While Elgin Lessley was responsible for many of the effects in Sherlock Jr., Buster Keaton was responsible for one of the most amazing effects in the movie. During a chase, Sherlock Jr. jumps into a small suitcase and disappears. According to Buster Keaton, this was an old trick his father, Joe Keaton, had developed in vaudeville. In 1957 Mr. Keaton performed the stunt on The Ed Sullivan Show. Buster Keaton never revealed how he did the trick.

In addition to the special effects, Sherlock Jr. is also known for the many stunts in the film. What is more, as usual, Buster Keaton performed his own stunts. One of the most famous stunts resulted in an injury to Buster Keaton. In one scene Mr. Keaton is running atop a moving a train and then grabs the drop-spout of a railroad water tower. The water from the spout poured down on Buster Keaton with more force than expected, and when he was slammed to the ground his neck hit a steel rail. Buster Keaton was in intense pain and had to stop shooting later in the day. He would have headaches for weeks afterwards. Regardless, he continued working. It would not be until 1935 that Buster Keaton realized he had broken his neck in that scene, after a doctor uncovered a callus that had grown over a fracture through an X-ray. This wasn't the only accident Buster Keaton had while making Sherlock Jr. During a scene in which he was on a motorcycle, the motorcycle skidded and Buster Keaton was thrown into a car.

Buster Keaton previewed what was still titled The Misfit in Long Beach, California. Noticing there were few laughs, Mr. Keaton then re-edited the movie. A second preview proved even more disheartening, and so he edited it down to five reels. It was after the previews that the movie was renamed Sherlock Jr. It was released on April 21 1924. The movie did respectably well, but it made less money that the first film he had directed, Three Ages (1923). It also received mixed reviews upon its release. While The New York Times described it as  "one of the best screen tricks ever incorporated in a comedy," Variety claimed it lacked any "ingenuity and originality."

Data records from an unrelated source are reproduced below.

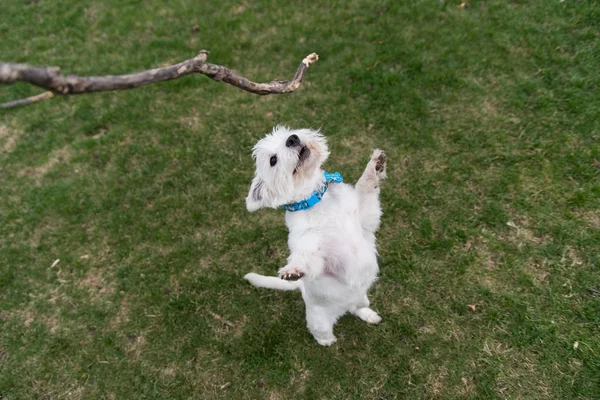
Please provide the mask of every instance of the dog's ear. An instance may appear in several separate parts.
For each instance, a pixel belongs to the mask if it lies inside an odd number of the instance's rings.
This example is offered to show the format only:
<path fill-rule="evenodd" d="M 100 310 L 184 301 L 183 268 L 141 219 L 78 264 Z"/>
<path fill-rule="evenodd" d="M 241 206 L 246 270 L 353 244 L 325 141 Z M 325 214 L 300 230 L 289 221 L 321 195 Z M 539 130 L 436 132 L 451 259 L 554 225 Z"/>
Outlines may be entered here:
<path fill-rule="evenodd" d="M 265 196 L 265 182 L 258 176 L 255 176 L 254 179 L 252 179 L 252 185 L 250 185 L 248 197 L 246 197 L 246 208 L 248 211 L 252 212 L 258 210 L 259 208 L 265 207 Z"/>

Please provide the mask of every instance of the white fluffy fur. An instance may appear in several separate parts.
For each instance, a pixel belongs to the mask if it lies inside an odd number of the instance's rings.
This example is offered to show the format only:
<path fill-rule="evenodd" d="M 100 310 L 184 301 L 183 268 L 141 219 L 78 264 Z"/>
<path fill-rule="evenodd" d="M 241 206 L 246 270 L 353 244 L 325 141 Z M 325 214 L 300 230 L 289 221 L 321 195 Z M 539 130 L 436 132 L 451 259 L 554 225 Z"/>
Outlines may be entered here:
<path fill-rule="evenodd" d="M 300 145 L 286 146 L 291 135 L 298 136 Z M 303 162 L 302 148 L 310 150 Z M 256 144 L 253 156 L 256 174 L 246 198 L 249 211 L 309 197 L 323 181 L 321 165 L 329 151 L 317 131 L 277 126 Z M 273 156 L 277 163 L 271 166 Z M 331 183 L 314 207 L 286 212 L 290 256 L 279 270 L 281 279 L 255 273 L 244 277 L 257 287 L 300 290 L 308 329 L 323 346 L 336 341 L 333 326 L 348 311 L 368 323 L 381 321 L 369 308 L 367 291 L 378 273 L 374 234 L 381 217 L 379 180 L 385 178 L 384 160 L 383 152 L 375 150 L 356 187 Z"/>

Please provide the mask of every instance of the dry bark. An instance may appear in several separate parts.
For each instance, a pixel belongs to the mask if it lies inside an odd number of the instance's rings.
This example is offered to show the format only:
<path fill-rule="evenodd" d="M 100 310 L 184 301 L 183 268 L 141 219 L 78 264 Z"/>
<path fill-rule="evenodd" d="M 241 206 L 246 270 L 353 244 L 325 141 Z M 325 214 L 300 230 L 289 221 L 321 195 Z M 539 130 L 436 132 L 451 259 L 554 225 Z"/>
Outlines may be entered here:
<path fill-rule="evenodd" d="M 274 80 L 266 83 L 256 83 L 236 74 L 227 67 L 206 62 L 208 53 L 207 50 L 202 50 L 196 57 L 180 62 L 179 64 L 116 76 L 64 76 L 59 74 L 60 69 L 57 67 L 34 67 L 27 64 L 0 63 L 0 84 L 10 85 L 15 82 L 27 82 L 50 90 L 55 94 L 71 95 L 133 89 L 199 73 L 215 81 L 228 83 L 250 93 L 267 95 L 289 93 L 296 90 L 300 86 L 310 64 L 319 59 L 316 53 L 306 56 L 300 63 L 296 75 L 289 81 Z M 43 93 L 27 99 L 0 104 L 0 108 L 13 108 L 33 104 L 34 102 L 50 97 L 52 97 L 51 94 Z"/>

Since then many critics and movie buffs have disagreed with Variety and count Sherlock Jr. as a classic. In 2000 the American Film Institute ranked it as no. 62 on their list of "AFI's 100 Years...100 Laughs." Also in 2000, Time magazine included it in their list of the All-Time 100 Movies. As might be expected, in 1991 it was selected for preservation in the National Film Registry by the Library of Congress for being "...culturally, historically or aesthetically significant films."

There is little wonder that Sherlock Jr.'s reputation would grow over the years. While some films do not age particularly well, Sherlock Jr. still feels modern even at 100 years of age. It was one of the first films to depict a movie within a movie, with Buster Keaton's character entering the fictional movie Hearts and Pearls. The movie even features an early pop culture reference. Sherlock Jr.'s assistant in Hearts and Pearls is named "Gillette." This is a reference to William Gillette, an actor known for playing Sherlock Holmes several times on stage and in the 1916 film Sherlock Holmes. Sherlock Jr. also moves at a good clip, with several sight gags, stunts, and outright slapstick so that things never slow down. Sherlock Jr. remains one of the greatest films ever made by Buster Keaton, a director who made many great films.